イチローの凄さどこに? WBCで共闘した松中信彦氏語る「毎回ほぼ同じ時間に…」
「僕たち同級生のスーパースターなので、その雄姿を、プレーを見られないのは凄く残念」
会見の様子も、テレビを通して見たという松中氏。ウィットに富み、時に笑いを、そして時に深みを感じさせるやり取りに「イチローらしい感じはしましたけどね」という。そして「1番大事なのは悔いがないっていうかね、そういうところが選手としては1番大事だと思うので。数々の大記録を作ってきた僕たち同級生のスーパースターなので、その雄姿を、プレーを見られないのは凄く残念ですけど、ただただお疲れさまでしたと言いたいですね」と語った。
2004年に平成でただ1人の3冠王に輝き、翌2005年にも2年連続で本塁打王と打点王を獲得。現役生活19年間で352本塁打を放った大打者だった松中氏から見た、イチローの凄さとはどこにあったのか?
「WBCのアメリカ戦で死球を受けて、その翌日に誰よりも早く球場に行きました。施設が充実していたので、なるべく試合に出られるようにと、治療とかをしていたんですけど、その時にはもうイチローは球場に来てバッティング練習をしていた」。2006年のWBCを回顧し「準備にかけるところは凄い。常に誰よりも早く来て、バッティング練習して、まだ通常のバッティング練習をし、と。そこは感心するというか、それを毎回ほぼ同じ時間、同じタイミングでやっていたので、そこは凄いなというのを覚えています」。イチローが良く言う準備の大切さ。それは一流の打者たちから見ても、凄かったという。

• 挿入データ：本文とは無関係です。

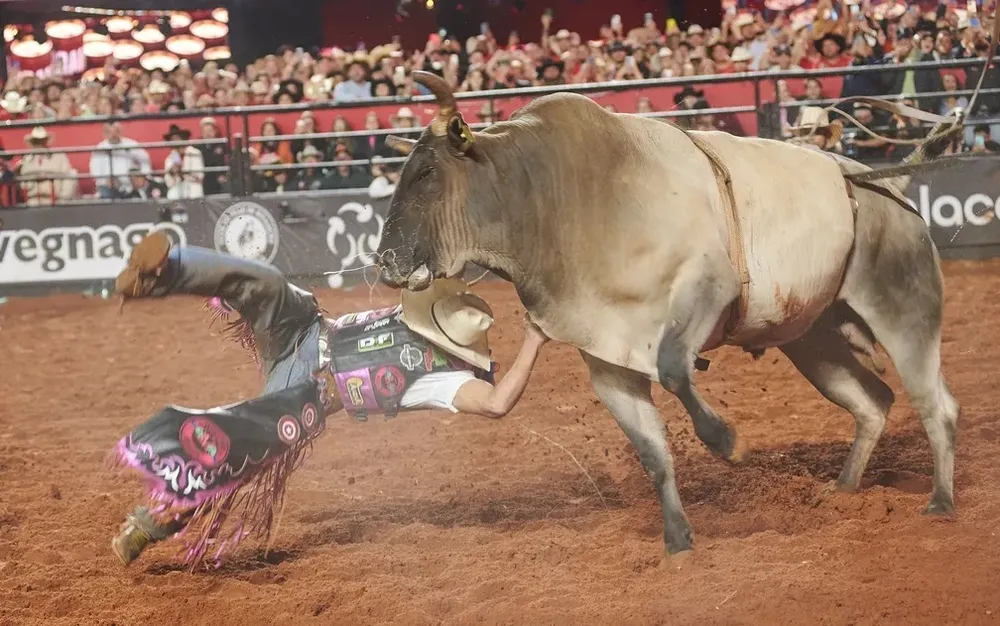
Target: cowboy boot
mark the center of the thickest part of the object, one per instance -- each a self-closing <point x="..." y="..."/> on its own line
<point x="138" y="532"/>
<point x="275" y="310"/>
<point x="145" y="264"/>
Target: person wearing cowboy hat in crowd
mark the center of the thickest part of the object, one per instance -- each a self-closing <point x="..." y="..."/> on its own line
<point x="345" y="176"/>
<point x="386" y="178"/>
<point x="15" y="106"/>
<point x="815" y="129"/>
<point x="403" y="119"/>
<point x="429" y="352"/>
<point x="488" y="113"/>
<point x="831" y="48"/>
<point x="110" y="168"/>
<point x="213" y="155"/>
<point x="184" y="167"/>
<point x="143" y="187"/>
<point x="858" y="144"/>
<point x="739" y="61"/>
<point x="46" y="179"/>
<point x="274" y="180"/>
<point x="309" y="177"/>
<point x="357" y="86"/>
<point x="550" y="72"/>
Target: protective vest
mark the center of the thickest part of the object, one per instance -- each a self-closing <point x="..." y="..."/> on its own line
<point x="373" y="358"/>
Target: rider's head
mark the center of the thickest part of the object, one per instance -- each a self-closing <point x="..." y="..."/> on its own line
<point x="451" y="317"/>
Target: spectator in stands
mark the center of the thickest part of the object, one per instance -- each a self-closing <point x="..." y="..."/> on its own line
<point x="110" y="167"/>
<point x="184" y="167"/>
<point x="14" y="106"/>
<point x="982" y="141"/>
<point x="781" y="59"/>
<point x="815" y="128"/>
<point x="357" y="86"/>
<point x="274" y="180"/>
<point x="47" y="178"/>
<point x="213" y="155"/>
<point x="345" y="176"/>
<point x="988" y="104"/>
<point x="857" y="143"/>
<point x="488" y="113"/>
<point x="306" y="125"/>
<point x="142" y="187"/>
<point x="308" y="178"/>
<point x="281" y="149"/>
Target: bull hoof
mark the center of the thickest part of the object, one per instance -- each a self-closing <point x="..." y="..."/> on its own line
<point x="939" y="507"/>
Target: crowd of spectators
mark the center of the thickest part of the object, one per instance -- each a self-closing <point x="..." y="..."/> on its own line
<point x="839" y="33"/>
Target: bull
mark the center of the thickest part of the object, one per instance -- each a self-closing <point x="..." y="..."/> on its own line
<point x="644" y="245"/>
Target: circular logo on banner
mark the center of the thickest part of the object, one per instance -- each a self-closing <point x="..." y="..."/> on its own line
<point x="389" y="381"/>
<point x="247" y="230"/>
<point x="288" y="430"/>
<point x="203" y="441"/>
<point x="309" y="415"/>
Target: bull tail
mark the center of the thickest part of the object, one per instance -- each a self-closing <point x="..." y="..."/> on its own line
<point x="944" y="135"/>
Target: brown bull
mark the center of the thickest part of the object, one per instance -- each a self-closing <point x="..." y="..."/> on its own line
<point x="621" y="238"/>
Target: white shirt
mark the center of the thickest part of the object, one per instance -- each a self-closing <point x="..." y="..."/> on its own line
<point x="436" y="390"/>
<point x="119" y="162"/>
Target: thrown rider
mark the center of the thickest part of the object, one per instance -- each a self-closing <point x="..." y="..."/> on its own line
<point x="231" y="463"/>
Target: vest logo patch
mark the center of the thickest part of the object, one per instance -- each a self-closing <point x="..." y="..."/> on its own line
<point x="377" y="324"/>
<point x="354" y="386"/>
<point x="411" y="357"/>
<point x="389" y="381"/>
<point x="372" y="343"/>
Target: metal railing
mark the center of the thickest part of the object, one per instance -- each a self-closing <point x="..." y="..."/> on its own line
<point x="238" y="137"/>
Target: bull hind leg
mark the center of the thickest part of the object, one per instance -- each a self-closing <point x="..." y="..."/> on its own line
<point x="904" y="312"/>
<point x="828" y="360"/>
<point x="627" y="395"/>
<point x="701" y="296"/>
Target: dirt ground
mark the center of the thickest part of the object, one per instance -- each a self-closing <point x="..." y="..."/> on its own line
<point x="442" y="519"/>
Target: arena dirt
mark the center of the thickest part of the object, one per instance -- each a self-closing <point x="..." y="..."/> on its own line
<point x="451" y="519"/>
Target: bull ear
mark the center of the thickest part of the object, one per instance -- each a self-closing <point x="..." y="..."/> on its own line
<point x="459" y="134"/>
<point x="401" y="145"/>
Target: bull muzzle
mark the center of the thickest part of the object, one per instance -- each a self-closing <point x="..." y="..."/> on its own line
<point x="391" y="275"/>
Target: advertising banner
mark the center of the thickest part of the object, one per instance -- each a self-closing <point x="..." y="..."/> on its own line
<point x="331" y="240"/>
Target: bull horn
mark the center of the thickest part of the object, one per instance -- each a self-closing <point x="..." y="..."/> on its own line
<point x="445" y="100"/>
<point x="401" y="145"/>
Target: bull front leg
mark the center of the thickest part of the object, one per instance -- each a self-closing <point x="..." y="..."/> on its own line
<point x="700" y="297"/>
<point x="627" y="395"/>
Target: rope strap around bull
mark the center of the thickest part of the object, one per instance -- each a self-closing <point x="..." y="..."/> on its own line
<point x="946" y="124"/>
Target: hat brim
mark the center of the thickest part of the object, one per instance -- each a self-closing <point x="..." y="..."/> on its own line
<point x="418" y="317"/>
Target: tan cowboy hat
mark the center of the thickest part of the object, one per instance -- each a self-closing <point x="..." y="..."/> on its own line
<point x="815" y="120"/>
<point x="38" y="134"/>
<point x="158" y="87"/>
<point x="741" y="55"/>
<point x="451" y="317"/>
<point x="14" y="102"/>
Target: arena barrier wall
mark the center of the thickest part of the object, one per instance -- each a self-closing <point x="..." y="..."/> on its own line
<point x="81" y="248"/>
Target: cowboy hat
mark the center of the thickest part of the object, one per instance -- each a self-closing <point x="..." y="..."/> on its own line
<point x="451" y="317"/>
<point x="741" y="55"/>
<point x="158" y="87"/>
<point x="402" y="113"/>
<point x="838" y="39"/>
<point x="816" y="120"/>
<point x="174" y="131"/>
<point x="14" y="102"/>
<point x="309" y="151"/>
<point x="688" y="91"/>
<point x="38" y="134"/>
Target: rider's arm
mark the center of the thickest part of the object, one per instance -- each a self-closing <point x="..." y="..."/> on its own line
<point x="481" y="398"/>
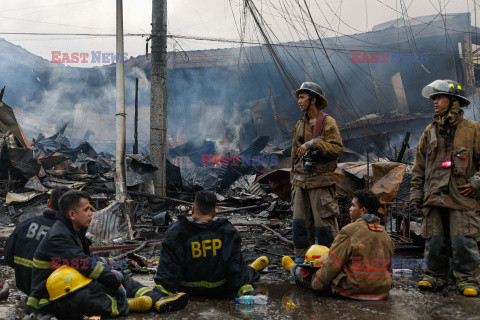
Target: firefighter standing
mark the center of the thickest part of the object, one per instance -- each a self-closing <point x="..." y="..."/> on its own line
<point x="445" y="181"/>
<point x="26" y="237"/>
<point x="203" y="256"/>
<point x="317" y="144"/>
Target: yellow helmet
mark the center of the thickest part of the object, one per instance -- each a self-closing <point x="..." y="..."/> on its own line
<point x="65" y="280"/>
<point x="316" y="254"/>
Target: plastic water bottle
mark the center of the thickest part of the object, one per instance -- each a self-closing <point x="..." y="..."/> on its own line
<point x="261" y="299"/>
<point x="402" y="272"/>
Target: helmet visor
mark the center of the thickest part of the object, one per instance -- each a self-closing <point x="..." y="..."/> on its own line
<point x="437" y="86"/>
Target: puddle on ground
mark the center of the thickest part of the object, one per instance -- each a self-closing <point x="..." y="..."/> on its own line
<point x="288" y="301"/>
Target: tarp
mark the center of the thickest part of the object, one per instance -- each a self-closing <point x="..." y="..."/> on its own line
<point x="385" y="178"/>
<point x="8" y="122"/>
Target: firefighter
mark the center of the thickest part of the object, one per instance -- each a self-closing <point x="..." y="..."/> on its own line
<point x="358" y="265"/>
<point x="63" y="304"/>
<point x="202" y="256"/>
<point x="317" y="144"/>
<point x="24" y="240"/>
<point x="445" y="182"/>
<point x="65" y="245"/>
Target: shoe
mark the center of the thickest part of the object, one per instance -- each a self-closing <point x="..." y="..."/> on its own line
<point x="175" y="302"/>
<point x="140" y="304"/>
<point x="260" y="264"/>
<point x="299" y="260"/>
<point x="468" y="289"/>
<point x="471" y="292"/>
<point x="429" y="283"/>
<point x="287" y="263"/>
<point x="425" y="285"/>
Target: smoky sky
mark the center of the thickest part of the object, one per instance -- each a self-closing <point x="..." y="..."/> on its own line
<point x="206" y="18"/>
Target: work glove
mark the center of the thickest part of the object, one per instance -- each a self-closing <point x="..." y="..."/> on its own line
<point x="31" y="312"/>
<point x="121" y="294"/>
<point x="302" y="276"/>
<point x="119" y="275"/>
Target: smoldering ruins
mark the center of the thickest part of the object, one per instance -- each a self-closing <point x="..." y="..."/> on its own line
<point x="231" y="116"/>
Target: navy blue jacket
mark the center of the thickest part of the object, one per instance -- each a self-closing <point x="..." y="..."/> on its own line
<point x="21" y="246"/>
<point x="62" y="245"/>
<point x="203" y="259"/>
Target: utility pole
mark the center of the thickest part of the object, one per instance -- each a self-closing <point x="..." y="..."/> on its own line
<point x="135" y="134"/>
<point x="120" y="182"/>
<point x="158" y="99"/>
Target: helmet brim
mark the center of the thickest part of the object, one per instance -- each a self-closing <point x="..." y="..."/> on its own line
<point x="324" y="102"/>
<point x="440" y="87"/>
<point x="432" y="96"/>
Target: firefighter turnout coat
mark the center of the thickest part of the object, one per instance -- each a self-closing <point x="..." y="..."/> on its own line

「天才、天才と言われていたけど、その見えないところでの努力というのは凄いんだな、そうじゃないとあそこまでの記録は出せないんだなと思います。プレッシャーや大舞台の中で結果が出せるのは、見えない努力なのかなと」と、いつも変わらず、淡々と準備、努力を続ける姿勢に驚かされた。
そんな偉大な打者にも訪れた引退のとき。松中氏は、日本に凱旋した試合でプレーする同級生を見ていて、これまでと違う姿を感じていた。「ボールが速く感じているんだろうな、と。彼は打ちに行って見逃す、自分から攻めていくスタイルだと思うんだけど、今回は巨人戦から見ていても“受け”ていた。詰まった打球とかも多かったし、それはどうしてもボールが速く感じて、見え方が違っているんだろうなと、テレビ越しでも感じていましたね。イチローらしくない凡退の仕方だった。ああいう姿って全く考えにくい光景だったのが、実際にそうなるというのが、僕も経験ありますけど、目が付いていけてないというのあったのかなと」。
誰もが驚き、衝撃を受けた稀代のヒットメーカーの引退。「スーパースター」と呼ぶ同級生の“引き際”に、松中氏もどこか寂しそうだった。